On some days it seems like Democrats and Republicans in Washington can agree on nothing. Adding to the partisan impasses are dozens of obscure Senate procedures that have a significant impact on how and when legislation is considered and passed. Most people know that the filibuster – which requires 60 votes to allow a bill to be debated or voted on – has recently become a common element of the Senate’s daily business, invoked on essentially every piece of legislation. However, fewer people know that Senate rules require the minority party’s consent to hold committee hearings after 2 p.m. or that Congress often holds “pro forma” sessions during recesses which allow bills to be passed with only a handful of members present and prevent Presidential recess appointments. Just last week, a series of parliamentary games played by both sides caused the Senate to nearly explode in anger. While trying to advance to a vote on legislation that would sanction China for manipulating its currency, Majority Leader Harry Reid (D-NV) used a procedural move to eliminate amendments that did not directly pertain to the original bill. Although few Americans will ever learn about this particular Senate procedure, Republican Senators called it the “nuclear option” and Minority Leader Mitch McConnell gave an impassioned speech in opposition to the move where he accused Majority Leader Reid of “fundamentally turning the Senate into the House” (an accusation that may qualify as one of the most devastating insults that one Senator can hurl at another).

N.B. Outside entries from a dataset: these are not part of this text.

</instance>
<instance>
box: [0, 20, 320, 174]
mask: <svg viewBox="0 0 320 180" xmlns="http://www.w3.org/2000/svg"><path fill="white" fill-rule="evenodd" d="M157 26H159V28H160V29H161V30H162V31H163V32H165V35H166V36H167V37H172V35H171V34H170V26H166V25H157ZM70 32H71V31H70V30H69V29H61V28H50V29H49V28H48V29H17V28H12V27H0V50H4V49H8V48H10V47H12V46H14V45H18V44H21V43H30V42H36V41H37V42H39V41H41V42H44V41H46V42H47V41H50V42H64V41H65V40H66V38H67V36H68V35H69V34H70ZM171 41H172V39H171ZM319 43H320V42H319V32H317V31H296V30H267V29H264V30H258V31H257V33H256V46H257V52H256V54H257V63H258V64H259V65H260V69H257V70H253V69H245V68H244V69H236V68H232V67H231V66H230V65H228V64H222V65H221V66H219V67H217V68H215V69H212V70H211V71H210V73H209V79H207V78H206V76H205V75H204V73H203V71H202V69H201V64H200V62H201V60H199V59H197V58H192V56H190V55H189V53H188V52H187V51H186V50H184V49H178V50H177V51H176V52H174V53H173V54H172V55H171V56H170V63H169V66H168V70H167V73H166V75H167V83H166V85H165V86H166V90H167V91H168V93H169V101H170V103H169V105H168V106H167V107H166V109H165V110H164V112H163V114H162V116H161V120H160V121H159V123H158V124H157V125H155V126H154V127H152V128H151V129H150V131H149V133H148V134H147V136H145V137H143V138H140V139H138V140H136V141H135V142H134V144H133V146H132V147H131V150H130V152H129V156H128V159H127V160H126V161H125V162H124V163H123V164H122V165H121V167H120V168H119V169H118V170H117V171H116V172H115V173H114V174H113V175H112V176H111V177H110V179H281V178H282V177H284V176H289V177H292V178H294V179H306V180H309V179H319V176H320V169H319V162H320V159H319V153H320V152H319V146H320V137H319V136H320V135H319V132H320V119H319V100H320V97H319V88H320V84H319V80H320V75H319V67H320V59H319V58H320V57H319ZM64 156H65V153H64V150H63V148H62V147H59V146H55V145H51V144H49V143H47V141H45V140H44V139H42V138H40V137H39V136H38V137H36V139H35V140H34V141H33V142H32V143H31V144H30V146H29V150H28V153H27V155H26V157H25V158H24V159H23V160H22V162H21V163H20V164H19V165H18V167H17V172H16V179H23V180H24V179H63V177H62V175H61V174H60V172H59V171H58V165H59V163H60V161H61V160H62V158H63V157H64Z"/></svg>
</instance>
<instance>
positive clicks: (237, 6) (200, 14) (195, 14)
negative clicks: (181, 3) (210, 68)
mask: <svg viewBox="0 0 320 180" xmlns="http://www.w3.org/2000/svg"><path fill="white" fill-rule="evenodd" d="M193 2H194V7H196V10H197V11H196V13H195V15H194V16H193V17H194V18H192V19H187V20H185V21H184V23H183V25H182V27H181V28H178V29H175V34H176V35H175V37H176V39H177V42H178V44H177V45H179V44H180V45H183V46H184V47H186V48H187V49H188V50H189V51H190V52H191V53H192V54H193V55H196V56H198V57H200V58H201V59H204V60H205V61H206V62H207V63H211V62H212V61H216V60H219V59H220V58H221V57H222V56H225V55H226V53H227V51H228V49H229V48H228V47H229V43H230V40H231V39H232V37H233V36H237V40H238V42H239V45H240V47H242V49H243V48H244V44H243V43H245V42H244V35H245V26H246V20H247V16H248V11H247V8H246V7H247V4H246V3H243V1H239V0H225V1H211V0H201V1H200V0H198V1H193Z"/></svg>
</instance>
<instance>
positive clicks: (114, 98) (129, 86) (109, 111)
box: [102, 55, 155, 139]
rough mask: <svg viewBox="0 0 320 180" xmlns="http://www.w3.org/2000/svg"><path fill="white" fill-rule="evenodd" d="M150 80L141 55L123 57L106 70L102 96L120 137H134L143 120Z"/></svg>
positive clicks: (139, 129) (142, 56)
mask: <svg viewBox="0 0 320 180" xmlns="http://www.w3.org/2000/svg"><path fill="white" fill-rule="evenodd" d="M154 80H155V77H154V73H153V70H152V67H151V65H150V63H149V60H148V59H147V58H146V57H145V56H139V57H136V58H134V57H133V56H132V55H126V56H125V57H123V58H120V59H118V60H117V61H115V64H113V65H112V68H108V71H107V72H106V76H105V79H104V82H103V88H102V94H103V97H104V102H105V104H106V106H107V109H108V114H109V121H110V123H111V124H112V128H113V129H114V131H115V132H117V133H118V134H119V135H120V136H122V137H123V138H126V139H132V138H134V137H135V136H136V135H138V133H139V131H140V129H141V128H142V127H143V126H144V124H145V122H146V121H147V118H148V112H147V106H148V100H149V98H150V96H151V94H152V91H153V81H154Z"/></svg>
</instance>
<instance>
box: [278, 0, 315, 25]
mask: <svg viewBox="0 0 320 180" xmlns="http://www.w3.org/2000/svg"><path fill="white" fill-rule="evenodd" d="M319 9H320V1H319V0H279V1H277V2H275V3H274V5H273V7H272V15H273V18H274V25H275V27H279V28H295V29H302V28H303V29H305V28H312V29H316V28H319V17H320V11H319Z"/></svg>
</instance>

However, obscure Senate procedures do not just keep politicos and wonks up late at night – they can also have a significant impact on local parks and recreation agencies throughout the country. Just last month, Senate and House leadership reached a compromise that would allow for an extension of Federal Aviation Administration (FAA) and federal highway programs. Coming after several months of debate that saw a six week partial FAA shutdown which furloughed approximately 4,000 federal employees and 80,000 contractors, Congressional leadership was particularly interested in reaching a compromise that would avoid another shutdown. However, with the compromise coming only a couple of days before FAA authority would expire on September 17th, the Senate would need to pass the bipartisan deal under “unanimous consent” rules to bypass normal procedures that would have postponed a vote. Seeing the leverage provided by this procedural issue, Sen. Tom Coburn (R-OK) announced that he would invoke his right to prevent an expedited vote on the transportation and FAA extension unless Senate leaders would agree to eliminate a set-aside for the Transportation Enhancements program that funds many local park priorities. Two days later, he relented and released his objections to the bill after claiming that he had received promises from Democratic leadership that the program set-aside would be eliminated in future legislation (for their part, Democratic Senators deny that such a deal was reached and no legislation has yet been unveiled).
As Senate procedure becomes the newest battleground for partisan fights, are these parliamentary tactics fundamentally harming Congress’s ability to effectively govern? Or are they providing a necessary backstop to the often sweeping changes demanded by the House of Representatives, who passed sweeping changes to the nation’s healthcare and banking sectors a year ago and then voted to repeal them less than 12 months later? At the end of the day, are partisan differences simply finding an outlet in parliamentary procedure, or are legislative games fueling the fire of partisan angst?